WED, MAR 19, 2003 (1:25:08)

This is the third in a four-part series of lectures celebrating the 50th anniversary of Watson and Crick’s discovery of DNA. These lectures explore the impact this breakthrough is having on scientific discovery today. Part III: Weinberg and Daly discuss how scientists are using genetics to understand disease. Weinberg will present the ways that genetic research impacts our approach to studying and understanding cancer. Daly will discuss how new genomic technologies and computational analysis are aiding in the hunt for disease-causing genes.

+ BIO: Mark Daly

Mark Daly’s research focuses primarily on statistical genetics and is moving in several exciting directions. Work in the Daly lab is focused on understanding patterns of variation in the human genome and translating that knowledge into more effective statistical methods for finding the variation responsible for the disease.
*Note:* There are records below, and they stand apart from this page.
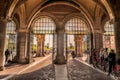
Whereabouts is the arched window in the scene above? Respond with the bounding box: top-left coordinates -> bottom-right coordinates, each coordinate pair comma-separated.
103,22 -> 115,49
33,16 -> 55,34
5,21 -> 17,58
6,21 -> 16,34
65,18 -> 89,35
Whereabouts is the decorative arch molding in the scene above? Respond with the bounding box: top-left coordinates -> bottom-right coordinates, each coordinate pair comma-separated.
17,4 -> 26,28
27,12 -> 59,30
27,1 -> 94,32
101,0 -> 115,20
13,14 -> 20,30
6,0 -> 19,18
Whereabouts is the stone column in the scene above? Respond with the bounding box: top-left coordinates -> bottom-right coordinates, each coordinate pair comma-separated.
94,31 -> 103,50
75,35 -> 82,57
17,29 -> 27,63
55,28 -> 66,64
0,20 -> 6,70
41,35 -> 45,56
26,31 -> 33,63
114,19 -> 120,58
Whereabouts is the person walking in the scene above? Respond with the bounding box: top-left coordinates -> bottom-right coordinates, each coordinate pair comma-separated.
108,49 -> 116,75
5,49 -> 10,63
103,48 -> 108,72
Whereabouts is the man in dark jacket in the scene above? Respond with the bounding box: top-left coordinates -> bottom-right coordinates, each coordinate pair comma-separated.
5,49 -> 10,62
108,49 -> 116,75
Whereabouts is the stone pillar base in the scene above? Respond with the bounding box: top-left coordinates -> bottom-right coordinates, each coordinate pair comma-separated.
54,55 -> 67,64
0,66 -> 5,71
77,54 -> 83,57
18,59 -> 27,64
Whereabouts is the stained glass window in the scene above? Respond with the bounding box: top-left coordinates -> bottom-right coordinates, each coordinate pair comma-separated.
33,16 -> 55,34
6,21 -> 16,34
103,22 -> 115,49
65,18 -> 89,34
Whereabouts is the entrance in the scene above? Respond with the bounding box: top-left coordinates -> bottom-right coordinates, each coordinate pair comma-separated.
65,18 -> 91,61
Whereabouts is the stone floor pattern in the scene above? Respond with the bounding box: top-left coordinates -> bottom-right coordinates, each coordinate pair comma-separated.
9,65 -> 55,80
67,59 -> 114,80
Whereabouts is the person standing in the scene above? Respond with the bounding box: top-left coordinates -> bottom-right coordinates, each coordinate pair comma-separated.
108,49 -> 116,75
5,49 -> 10,63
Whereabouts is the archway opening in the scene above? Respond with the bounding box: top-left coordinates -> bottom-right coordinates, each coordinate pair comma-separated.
5,21 -> 17,65
30,16 -> 56,62
103,21 -> 115,50
65,17 -> 91,61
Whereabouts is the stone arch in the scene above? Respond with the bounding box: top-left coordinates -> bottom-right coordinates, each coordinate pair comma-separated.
27,12 -> 58,30
27,1 -> 94,31
7,0 -> 19,18
17,4 -> 26,29
30,15 -> 57,33
63,13 -> 94,33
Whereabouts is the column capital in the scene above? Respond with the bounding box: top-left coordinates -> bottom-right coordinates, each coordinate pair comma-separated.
17,29 -> 28,33
115,18 -> 120,23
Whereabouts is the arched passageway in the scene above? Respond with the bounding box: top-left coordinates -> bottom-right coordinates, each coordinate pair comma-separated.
29,16 -> 57,62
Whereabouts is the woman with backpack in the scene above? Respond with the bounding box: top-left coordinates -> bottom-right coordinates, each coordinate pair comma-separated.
108,49 -> 116,75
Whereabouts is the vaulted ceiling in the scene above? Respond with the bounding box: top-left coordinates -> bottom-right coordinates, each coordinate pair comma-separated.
0,0 -> 120,28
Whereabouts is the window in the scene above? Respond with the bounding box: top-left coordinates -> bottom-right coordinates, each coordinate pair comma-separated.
65,18 -> 89,35
6,21 -> 16,34
33,16 -> 55,34
103,22 -> 115,49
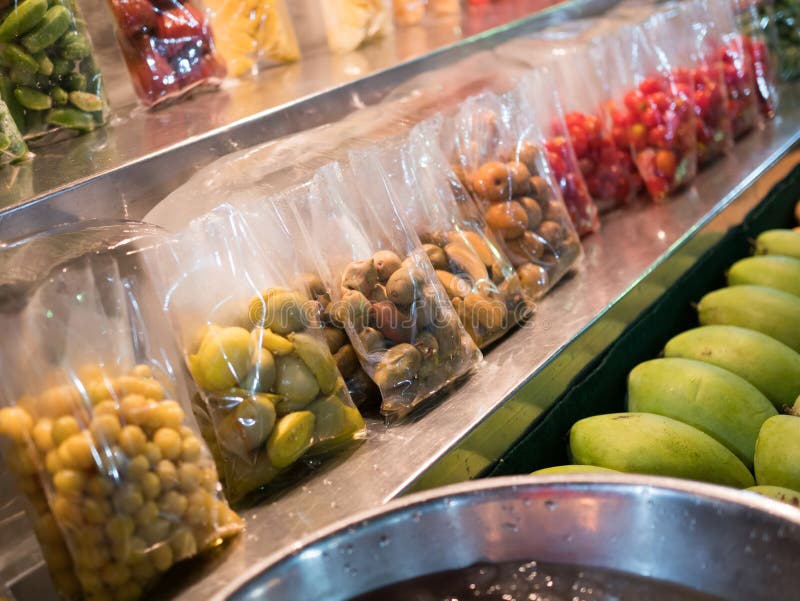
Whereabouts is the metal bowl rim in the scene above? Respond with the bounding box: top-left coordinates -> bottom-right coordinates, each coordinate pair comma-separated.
215,473 -> 800,600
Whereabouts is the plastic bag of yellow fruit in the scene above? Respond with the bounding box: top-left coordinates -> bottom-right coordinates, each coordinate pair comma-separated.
0,222 -> 242,600
205,0 -> 300,77
150,205 -> 364,499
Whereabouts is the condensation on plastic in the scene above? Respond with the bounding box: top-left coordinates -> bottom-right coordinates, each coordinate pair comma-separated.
497,32 -> 641,212
647,3 -> 733,167
728,0 -> 778,119
282,163 -> 481,424
0,0 -> 108,141
289,0 -> 393,53
104,0 -> 226,107
350,129 -> 532,348
148,202 -> 364,500
205,0 -> 300,77
590,22 -> 697,202
0,222 -> 242,600
438,85 -> 581,298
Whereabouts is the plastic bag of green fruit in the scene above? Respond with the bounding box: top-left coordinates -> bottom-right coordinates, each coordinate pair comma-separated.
149,205 -> 364,500
0,222 -> 242,600
0,0 -> 108,144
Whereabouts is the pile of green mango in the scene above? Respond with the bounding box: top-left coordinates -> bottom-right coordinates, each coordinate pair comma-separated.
534,203 -> 800,507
Daly was recently appointed to a new position as a Whitehead/Pfizer Fellow in computational biology. He comes to bioinformatics via a physics background. He received his BS in physics from the Massachusetts Institute of Technology in 1989 and joined the Whitehead Institute shortly thereafter as a senior software engineer. In 1996, he was appointed director of the Human Genetics Informatics group at the Whitehead Institute Center for Genome Research. Daly is active in the traditional statistical genetics field of linkage analysis. His group has developed GENEHUNTER software, which is used by hundreds of labs worldwide, for performing statistical analysis designed to identify genomic regions containing disease risk factors in families. He also serves as an advisor and analyst to several international genetic research collaborations studying inflammatory bowel disease and psoriasis.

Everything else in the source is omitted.